Kurz mitten im Krim-Poker

Referendum am Sonntag

Kurz mitten im Krim-Poker

Die Zeit läuft davon. Schon am Sonntag sollen die Bewohner der Halbinsel Krim über ihre Eingliederung in die Russische Föderation abstimmen. Größer könnte die Spannung nicht sein. Russische Milizen kontrollieren die Krim, am Montag kam es sogar zu Schusswechseln (siehe unten).

In dieser aufgeheizten Atmosphäre vermittelt Außenminister Sebastian Kurz in Kiew. Als derzeitiger Präsident des Europarates versucht er, seinen Beitrag „zur Entschärfung des Konflikts“ zu leisten. Und erreichte einen Teilerfolg: Gemeinsam mit Europarats-Generalsekretär Thorbjörn Jagland und dem Übergangspremier der Ukraine, Arsenij Jazenjuk, erklärte Kurz, „dass der Europarat nun die Legitimität des Referendums auf der Krim untersucht“.

Europarat will Experten auf Halbinsel schicken
Bis Freitag soll eine Kommission des Europarates entscheiden, ob das Referendum verfassungskonform ist oder nicht. Jazenjuk erklärte bereits gestern: „So ein Referendum kann nur Nordkorea anerkennen.“ Zudem beschlossen Kurz und Co. gestern auch, dass der Europarat „so schnell wie möglich eine Expertengruppe auf die Krim entsenden“ werde. Allerdings weiß der Außenminister, dass es „unsicher ist, ob eine derartige Expertengruppe überhaupt von den Russen auf die Krim gelassen werden würde“.

41 OSZE-Beobachter, darunter zwei Offiziere aus Österreich, wurden wiederholt an der Einreise gehindert – zuletzt gar mit Warnschüssen abgehalten.

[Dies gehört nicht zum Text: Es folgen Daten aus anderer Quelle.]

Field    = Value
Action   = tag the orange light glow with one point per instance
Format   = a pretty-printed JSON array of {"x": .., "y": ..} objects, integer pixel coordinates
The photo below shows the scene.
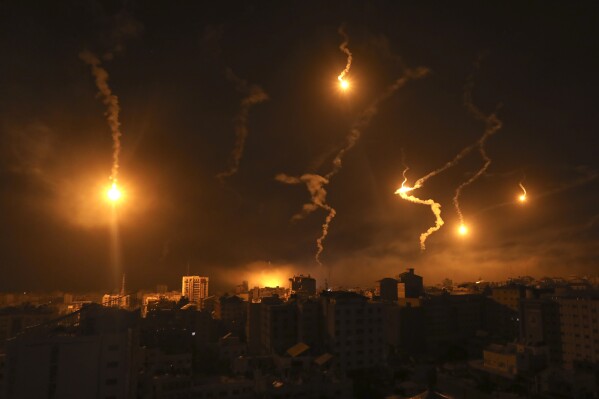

Gestern Abend sollte dann Jagland Russlands Außenminister Lawrow über diese Europarats-Beschlüsse informieren. Sollte Moskau interessiert sein, könnte der Europarat noch vor dem Referendum nach Moskau fliegen. Kurz sagt im ÖSTERREICH-Gespräch jedenfalls unmissverständlich: „Sollte die russische Regierung die Lage weiter eskalieren lassen, wird die EU weitere Sanktionen beschließen.“

Krim: Russische Soldaten schießen auf Stützpunkt

Ukraines Armee macht mobil. Russen griffen auf der Krim zu den Waffen.
Krim. Erstmals fielen auf der Krim Schüsse: Russische Soldaten gaben bei der Übernahme eines ukrainischen Marinestützpunktes Schüsse ab.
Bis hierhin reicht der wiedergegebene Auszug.